Filipino thrillers in Melbourne
Filipino thrillers are making their mark in Asian horror.
Two Filipino films have been included in the lineup of the Fantastic Asia Film Festival, to be held in Melbourne, Australia, from Nov. 10 to 13.
Film critic and scholar Andrew Leavold handpicked Rico Maria Ilarde’s “Altar” and Richard Somes’ “Yanggaw” to be part of the fest, alongside films from China, South Korea, Japan and Hong Kong.
Leavold, who has been writing extensively about Philippine cinema, considers Ilarde and Somes as “two of the most fascinating talents working in genre films at present.”
He pointed out that the two filmmakers are “two radically different personalities, representing divergent filmmaking styles.”
Rico, said Leavold, “is steeped in pop culture and has that formal film-school-training style.” Somes, on the other hand, “approaches film in a more intuitive fashion.”
Leavold regards “Altar” and “Yanggaw” as “arguably their best films to date… possessing a deep understanding of the genre, while remaining unmistakably Filipino.”
He described “Altar,” which top-bills Zanjoe Marudo and Dimples Romana, as a “slow-burner… allowing the intricately plotted script to build tension. It says so much about the chasm between city and countryside, civilization and the dark unknown.”
He chose “Yanggaw,” which features Ronnie Lazaro and Tetchie Agbayani, because “it’s a jarring modern take on the aswang legend, equating demonic possession with a kind of addiction.”
Leavold has always been drawn to horror flicks. “Dark fantasy is an important cathartic process in working out our inner demons. Experiencing those fears safely and vicariously via horror films is like jumping out of a plane with a parachute.”
He related that the horror festival is a brainchild of Monster Pictures, a distribution and production company based in Melbourne.
“The fest is the first of its kind in Australia,” he noted. “Hopefully, it’ll be the first of many that will showcase the DVD label’s Asian acquisitions.”
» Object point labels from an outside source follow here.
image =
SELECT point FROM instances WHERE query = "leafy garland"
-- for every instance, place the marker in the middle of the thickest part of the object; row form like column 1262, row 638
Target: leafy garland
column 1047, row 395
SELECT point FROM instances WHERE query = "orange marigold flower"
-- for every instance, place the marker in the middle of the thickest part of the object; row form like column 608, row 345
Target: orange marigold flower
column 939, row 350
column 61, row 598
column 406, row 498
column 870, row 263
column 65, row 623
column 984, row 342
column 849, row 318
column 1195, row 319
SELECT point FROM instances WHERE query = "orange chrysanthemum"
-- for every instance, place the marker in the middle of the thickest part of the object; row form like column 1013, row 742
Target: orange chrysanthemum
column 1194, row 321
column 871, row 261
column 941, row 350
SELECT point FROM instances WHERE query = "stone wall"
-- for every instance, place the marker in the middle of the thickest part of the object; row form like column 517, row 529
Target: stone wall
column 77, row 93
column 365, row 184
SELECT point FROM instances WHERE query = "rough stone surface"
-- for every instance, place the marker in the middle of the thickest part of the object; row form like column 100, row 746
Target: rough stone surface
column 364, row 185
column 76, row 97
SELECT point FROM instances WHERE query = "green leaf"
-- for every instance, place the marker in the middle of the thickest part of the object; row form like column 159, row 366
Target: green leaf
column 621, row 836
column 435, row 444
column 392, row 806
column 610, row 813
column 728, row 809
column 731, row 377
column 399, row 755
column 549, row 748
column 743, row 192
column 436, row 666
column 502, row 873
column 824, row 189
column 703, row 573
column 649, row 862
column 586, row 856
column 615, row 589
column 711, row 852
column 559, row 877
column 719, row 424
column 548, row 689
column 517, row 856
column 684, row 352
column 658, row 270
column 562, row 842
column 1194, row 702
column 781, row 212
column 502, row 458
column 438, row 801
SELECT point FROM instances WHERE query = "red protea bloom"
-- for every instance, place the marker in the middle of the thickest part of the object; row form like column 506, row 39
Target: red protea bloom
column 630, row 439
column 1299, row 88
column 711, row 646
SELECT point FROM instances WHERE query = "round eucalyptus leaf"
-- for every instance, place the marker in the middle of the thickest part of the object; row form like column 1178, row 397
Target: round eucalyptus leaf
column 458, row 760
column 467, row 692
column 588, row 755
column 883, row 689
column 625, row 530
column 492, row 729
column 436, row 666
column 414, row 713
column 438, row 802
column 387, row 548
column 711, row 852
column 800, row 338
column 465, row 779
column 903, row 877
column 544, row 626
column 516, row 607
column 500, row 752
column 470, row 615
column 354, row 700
The fest aims to introduce Australian audiences to “new films, new industries, even new countries, they may not have had the opportunity to experience” previously.
In a bizarre twist, Leavold discovered Philippine cinema because of a pint-sized Pinoy James Bond.
“When I was younger, I saw Weng Weng in ‘For Your Height Only,’” he recalled. “I instantly fell in love with him. From that moment on, I wanted to know all I could about the cinema and culture from where Weng Weng had sprung.”
He conceded: “Obsession is a strange creature. Now, I get to teach film in the Philippines and consider Manila my second home. All thanks to Weng Weng.”
Leavold hopes to release his book on Filipino genre filmmaking, “Bamboo Gods and Bionic Boys,” next year.